Reading Classics: A Tale of Two Cities by Charles Dickens
I read this book as part of the Classics Club Challenge – I challenged myself to read fifty classics picked by me in the next three years. To find out more, you can see my list or visit the Classics Club website.
A Tale of Two Cities is Dickens’ story revolving around the French Revolution and its impact on a select few that get caught up between its grinding teeth.
What I enjoy most about Dickens is his prose. It might be hard to get into at first, but I just love his way with words. The beginning of this book is often referenced to, but it hasn’t lost its power in the decades since it was written.
It was the best of times, it was the worst of times, it was the age of wisdom, it was the age of foolishness, it was the epoch of belief, it was the epoch of incredulity, it was the season of Light, it was the season of Darkness, it was the spring of hope, it was the winter of despair, we had everything before us, we had nothing before us, we were all going direct to Heaven, we were all going direct the other way – in short, the period was so far like the present period, that some of its noisiest authorities insisted on its being received, for good or for evil, in the superlative degree of comparison only.
Hi, sentence that’s a paragraph long, nice to meet you. Nineteenth century writing in general has a treacly quality, a slowness in words that can somehow convey lightness. Maybe I’m drifting off into poetics here, but truly, I enjoy how Dickens and many of his contemporaries write.
When I discussed A Tale of Two Cities with my professor, he commented that he disliked the artificialness of Dickens’ stories. Every character that Dickens introduces will have an essential part in his story – and every characteristic that character has is there for a reason. When a regular story might be told to be “neatly tied up with a bow”, Dickens is one of those creepy expert gift packers that will not only make the straightest bow you’ve ever seen, it’s also knotted in such a way that instead of wanting to pull it open, you want to hang it on the wall and look at it because it’s such a work of art. A Tale of Two Cities, though it relates the terror of the French Revolution incredibly well, isn’t life-like. It is artificial. His use of literary devices like the double are only hidden in a thin layer of veneer, and his characters can hardly be called realistic.

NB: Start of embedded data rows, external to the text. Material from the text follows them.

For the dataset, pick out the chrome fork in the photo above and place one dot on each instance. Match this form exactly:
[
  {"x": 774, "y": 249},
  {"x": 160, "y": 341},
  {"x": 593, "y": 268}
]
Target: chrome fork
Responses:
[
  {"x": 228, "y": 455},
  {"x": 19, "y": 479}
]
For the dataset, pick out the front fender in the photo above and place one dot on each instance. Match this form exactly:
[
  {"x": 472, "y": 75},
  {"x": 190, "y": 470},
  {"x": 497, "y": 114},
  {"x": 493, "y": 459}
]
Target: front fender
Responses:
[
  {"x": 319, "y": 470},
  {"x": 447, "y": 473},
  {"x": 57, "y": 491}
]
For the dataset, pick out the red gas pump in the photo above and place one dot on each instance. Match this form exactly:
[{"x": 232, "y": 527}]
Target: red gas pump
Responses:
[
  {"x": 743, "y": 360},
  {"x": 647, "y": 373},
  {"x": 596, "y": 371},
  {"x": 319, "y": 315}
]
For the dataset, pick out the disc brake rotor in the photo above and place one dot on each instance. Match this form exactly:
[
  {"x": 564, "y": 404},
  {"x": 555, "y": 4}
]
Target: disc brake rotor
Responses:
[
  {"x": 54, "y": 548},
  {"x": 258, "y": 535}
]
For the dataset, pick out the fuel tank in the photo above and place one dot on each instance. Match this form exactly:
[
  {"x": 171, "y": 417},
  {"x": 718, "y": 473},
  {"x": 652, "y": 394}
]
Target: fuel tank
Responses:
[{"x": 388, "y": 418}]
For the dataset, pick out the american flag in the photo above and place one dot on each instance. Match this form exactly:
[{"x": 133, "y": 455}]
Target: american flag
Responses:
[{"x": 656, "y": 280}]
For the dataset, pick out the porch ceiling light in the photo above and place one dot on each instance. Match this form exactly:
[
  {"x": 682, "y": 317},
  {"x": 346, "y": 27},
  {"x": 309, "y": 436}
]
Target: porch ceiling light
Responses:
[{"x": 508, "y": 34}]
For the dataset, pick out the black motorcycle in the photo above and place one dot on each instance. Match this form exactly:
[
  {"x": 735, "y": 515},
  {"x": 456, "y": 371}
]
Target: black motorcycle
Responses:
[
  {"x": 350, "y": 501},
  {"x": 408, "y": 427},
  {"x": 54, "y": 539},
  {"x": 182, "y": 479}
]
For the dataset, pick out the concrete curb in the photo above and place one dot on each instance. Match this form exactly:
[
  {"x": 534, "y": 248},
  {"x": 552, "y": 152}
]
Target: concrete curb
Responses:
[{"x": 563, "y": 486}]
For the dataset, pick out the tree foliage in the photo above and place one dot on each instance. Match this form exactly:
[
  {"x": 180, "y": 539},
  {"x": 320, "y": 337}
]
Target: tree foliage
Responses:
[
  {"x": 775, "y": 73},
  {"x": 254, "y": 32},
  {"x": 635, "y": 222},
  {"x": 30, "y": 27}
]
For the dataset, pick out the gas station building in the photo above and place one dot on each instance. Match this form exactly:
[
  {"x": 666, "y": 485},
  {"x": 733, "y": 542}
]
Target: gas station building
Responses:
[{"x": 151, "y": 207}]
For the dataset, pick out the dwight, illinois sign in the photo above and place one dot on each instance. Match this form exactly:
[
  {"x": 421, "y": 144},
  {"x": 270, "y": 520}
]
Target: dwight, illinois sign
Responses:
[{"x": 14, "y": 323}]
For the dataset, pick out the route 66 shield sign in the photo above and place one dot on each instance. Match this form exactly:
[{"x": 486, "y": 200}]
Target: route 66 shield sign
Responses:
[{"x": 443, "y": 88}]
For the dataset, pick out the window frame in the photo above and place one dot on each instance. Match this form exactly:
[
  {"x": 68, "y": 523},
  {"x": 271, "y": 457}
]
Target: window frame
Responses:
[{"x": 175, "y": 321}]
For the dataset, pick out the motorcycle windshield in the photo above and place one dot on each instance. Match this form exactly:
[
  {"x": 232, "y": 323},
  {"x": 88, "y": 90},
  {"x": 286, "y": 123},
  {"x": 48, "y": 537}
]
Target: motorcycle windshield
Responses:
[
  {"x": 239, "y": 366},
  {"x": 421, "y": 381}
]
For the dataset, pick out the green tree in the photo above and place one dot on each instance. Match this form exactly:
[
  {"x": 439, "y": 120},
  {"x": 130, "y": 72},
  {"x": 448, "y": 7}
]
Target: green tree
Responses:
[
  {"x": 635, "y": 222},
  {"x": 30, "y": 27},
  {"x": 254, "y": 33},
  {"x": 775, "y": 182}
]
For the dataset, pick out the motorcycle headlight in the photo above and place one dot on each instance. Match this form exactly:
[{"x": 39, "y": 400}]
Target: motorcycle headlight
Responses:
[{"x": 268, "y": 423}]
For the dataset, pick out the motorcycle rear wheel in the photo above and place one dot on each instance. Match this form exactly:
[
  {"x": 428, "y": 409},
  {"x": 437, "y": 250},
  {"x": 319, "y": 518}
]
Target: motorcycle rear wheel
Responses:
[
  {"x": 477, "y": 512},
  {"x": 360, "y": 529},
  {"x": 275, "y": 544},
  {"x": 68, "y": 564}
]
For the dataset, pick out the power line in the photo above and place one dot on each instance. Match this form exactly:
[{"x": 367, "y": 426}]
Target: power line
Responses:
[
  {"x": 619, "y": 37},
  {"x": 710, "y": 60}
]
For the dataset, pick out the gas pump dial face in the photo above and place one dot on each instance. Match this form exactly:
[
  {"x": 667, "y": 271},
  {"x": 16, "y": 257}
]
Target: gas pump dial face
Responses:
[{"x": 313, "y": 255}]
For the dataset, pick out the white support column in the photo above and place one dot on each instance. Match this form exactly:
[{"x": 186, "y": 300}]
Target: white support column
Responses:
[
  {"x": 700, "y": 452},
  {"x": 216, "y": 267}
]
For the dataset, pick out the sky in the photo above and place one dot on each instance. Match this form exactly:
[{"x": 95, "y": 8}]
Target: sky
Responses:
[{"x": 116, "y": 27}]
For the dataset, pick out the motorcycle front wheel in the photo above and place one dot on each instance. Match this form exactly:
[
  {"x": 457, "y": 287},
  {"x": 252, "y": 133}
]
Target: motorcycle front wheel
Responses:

However, he makes the absolute best non-realistic characters. I thought that nothing could top Miss Havisham from Great Expectations, until I met Ms Defarge, the woman who knits in code. Seriously though, how frigging awesome is that?
A Tale of Two Cities at times suffers from its grand scope – a lot of acceleration was necessary to span the time period Dickens wants to capture, and the time ellipses weren’t always too conveniently placed. Minor annoyances and the occasional boring passage aside, A Tale of Two Cities is a great read for people who don’t mind their stories being symmetrical and “neat”.